La candidez y ternura del relato se enriquecía con el aspecto visual, añadiendo el inevitable proceso de madurez (uno de los sellos distintivos del cineasta con respecto a sus personajes) que enfrentan Satsuki y Mei en su vida rural, sobre todo en un imprevisto con respecto a su madre que pone a prueba su relación de hermanas. El propio Miyazaki añade de su imaginario a Totoro como la bondadosa criatura que resultará el confort emocional para la realidad que viven ambas.

Las estelares femeninas en la obra de Miyazaki son independientes, fuertes, inteligentes, sensibles, dispuestas a ayudar a quienes les rodean. Satsuki y Mei, aun contando con diez y cuatro años respectivamente, no son la excepción. La primera, la hija mayor de la familia, adquiere responsabilidades en ausencia de la convaleciente madre y del padre que se lanza a la ciudad para ejercer su jornada laboral, encargándose así de cocinar, asistir a clases y de estar al pendiente de su hermana menor. Mei es sincera, curiosa y para tan temprana edad es capaz de sostener con vehemencia lo que piensa, con una audacia que incluso la mete en problemas.

Acompañada por la música de Joe Hisaishi (músico de cabecera de Miyazaki), Mi Vecino Totoro conmueve gracias a la sencillez y la emotividad de la fábula de infancia en la que hay desde risas, amistad, juegos y fantasía hasta tristeza, dolor, realidad y llanto.
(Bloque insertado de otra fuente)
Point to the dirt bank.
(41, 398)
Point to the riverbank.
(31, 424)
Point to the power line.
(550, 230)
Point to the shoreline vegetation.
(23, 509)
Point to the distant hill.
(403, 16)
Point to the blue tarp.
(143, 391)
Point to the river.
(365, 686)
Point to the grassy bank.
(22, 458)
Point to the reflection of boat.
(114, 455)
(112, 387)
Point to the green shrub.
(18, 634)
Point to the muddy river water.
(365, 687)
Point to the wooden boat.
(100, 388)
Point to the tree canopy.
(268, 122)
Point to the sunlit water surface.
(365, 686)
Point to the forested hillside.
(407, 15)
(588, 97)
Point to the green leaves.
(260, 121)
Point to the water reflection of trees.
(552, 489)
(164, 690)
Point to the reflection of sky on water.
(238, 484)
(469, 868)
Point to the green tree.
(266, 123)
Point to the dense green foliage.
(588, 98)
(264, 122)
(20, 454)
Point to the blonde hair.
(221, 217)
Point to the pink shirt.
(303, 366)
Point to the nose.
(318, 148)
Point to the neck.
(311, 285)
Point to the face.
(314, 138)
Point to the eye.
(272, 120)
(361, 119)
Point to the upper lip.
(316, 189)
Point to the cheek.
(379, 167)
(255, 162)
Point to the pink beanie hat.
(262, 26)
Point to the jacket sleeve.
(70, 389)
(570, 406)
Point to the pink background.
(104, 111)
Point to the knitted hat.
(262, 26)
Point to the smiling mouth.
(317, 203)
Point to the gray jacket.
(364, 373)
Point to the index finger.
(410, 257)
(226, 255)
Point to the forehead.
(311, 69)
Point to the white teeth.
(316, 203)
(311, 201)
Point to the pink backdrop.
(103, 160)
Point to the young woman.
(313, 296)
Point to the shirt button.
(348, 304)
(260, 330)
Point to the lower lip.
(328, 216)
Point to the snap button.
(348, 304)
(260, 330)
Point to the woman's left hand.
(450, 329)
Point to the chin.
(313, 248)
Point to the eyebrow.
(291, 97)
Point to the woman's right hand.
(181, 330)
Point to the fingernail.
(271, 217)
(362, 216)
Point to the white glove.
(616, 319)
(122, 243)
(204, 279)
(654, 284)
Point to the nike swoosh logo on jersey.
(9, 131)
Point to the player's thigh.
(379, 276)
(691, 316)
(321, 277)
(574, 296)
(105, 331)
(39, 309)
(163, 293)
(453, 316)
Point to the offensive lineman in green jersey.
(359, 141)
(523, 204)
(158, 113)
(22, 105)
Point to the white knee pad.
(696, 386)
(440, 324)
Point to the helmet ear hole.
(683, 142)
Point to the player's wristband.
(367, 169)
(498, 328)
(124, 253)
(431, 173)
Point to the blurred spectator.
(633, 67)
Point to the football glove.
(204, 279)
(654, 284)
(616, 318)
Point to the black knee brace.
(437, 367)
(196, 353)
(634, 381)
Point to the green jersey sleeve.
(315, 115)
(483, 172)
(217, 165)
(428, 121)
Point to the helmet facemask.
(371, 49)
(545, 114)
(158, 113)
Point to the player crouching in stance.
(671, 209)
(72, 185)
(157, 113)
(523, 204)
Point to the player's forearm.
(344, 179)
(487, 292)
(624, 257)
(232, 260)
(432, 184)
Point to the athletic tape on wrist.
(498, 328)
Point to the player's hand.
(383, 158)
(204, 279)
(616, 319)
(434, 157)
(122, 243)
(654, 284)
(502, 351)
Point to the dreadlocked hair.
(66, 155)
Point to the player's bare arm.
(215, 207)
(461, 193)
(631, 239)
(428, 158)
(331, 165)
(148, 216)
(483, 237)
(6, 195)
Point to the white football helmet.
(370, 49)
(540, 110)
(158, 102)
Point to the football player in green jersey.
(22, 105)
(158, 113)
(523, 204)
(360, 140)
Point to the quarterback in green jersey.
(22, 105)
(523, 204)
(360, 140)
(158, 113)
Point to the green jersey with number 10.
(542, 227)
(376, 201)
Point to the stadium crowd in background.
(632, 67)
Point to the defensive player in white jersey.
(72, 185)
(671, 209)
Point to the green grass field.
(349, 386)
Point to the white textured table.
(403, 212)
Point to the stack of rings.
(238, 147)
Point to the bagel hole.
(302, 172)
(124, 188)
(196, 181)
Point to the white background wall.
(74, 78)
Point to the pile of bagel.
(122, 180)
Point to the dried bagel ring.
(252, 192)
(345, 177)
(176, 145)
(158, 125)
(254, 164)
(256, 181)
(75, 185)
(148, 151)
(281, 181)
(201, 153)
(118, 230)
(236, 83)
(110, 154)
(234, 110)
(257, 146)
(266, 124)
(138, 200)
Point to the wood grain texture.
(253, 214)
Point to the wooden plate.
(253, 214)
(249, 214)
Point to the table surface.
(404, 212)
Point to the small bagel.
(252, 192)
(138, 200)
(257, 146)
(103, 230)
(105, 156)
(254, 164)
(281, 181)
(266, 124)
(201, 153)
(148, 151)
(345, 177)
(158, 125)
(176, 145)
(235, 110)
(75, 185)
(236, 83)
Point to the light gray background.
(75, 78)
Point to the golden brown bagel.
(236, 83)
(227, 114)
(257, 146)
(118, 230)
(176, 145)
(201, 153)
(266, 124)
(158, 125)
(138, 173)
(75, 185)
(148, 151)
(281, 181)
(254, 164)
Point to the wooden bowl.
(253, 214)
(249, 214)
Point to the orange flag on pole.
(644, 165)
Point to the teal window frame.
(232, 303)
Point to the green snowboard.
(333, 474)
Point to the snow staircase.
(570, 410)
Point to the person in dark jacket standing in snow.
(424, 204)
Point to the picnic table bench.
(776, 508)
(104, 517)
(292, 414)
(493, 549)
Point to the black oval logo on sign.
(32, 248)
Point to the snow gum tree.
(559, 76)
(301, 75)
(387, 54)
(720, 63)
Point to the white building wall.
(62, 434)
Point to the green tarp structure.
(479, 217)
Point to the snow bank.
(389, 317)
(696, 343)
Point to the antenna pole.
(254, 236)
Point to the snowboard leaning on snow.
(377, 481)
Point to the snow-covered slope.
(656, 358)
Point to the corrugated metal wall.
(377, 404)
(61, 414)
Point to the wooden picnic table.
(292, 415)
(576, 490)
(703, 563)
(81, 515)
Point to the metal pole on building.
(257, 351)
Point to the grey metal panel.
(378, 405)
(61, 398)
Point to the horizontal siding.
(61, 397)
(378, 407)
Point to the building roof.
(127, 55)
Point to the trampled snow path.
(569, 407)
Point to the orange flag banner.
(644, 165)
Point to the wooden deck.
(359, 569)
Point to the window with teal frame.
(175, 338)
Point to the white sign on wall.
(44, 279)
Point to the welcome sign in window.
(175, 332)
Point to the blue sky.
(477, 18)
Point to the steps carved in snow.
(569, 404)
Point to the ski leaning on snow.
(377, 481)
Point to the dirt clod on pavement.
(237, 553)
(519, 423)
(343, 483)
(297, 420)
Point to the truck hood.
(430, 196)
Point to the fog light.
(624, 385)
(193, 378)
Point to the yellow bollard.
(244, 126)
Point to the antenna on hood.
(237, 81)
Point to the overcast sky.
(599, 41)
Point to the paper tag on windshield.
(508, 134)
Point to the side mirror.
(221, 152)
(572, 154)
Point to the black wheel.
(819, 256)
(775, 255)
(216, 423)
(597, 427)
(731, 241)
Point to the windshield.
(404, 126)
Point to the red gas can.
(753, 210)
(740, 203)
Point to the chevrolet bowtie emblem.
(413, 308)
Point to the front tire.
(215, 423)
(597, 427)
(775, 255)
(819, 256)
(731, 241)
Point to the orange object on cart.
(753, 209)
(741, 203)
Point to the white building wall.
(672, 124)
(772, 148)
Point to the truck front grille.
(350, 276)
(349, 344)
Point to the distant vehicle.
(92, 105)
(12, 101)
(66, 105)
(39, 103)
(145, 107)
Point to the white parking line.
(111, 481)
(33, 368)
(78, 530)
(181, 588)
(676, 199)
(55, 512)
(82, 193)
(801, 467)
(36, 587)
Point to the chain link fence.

Su éxito no sólo lograría consolidar al Estudio Ghibli como popular casa de animación. El propio Totoro, con su amigabilidad y ruido, adquirió fanáticos, es objeto de inspiración para peluches, derivados del merchandising, de leyendas urbanas que abarcan muerte y sangre, y su figura resultó en el acreditado emblema que identifica al estudio a plenitud.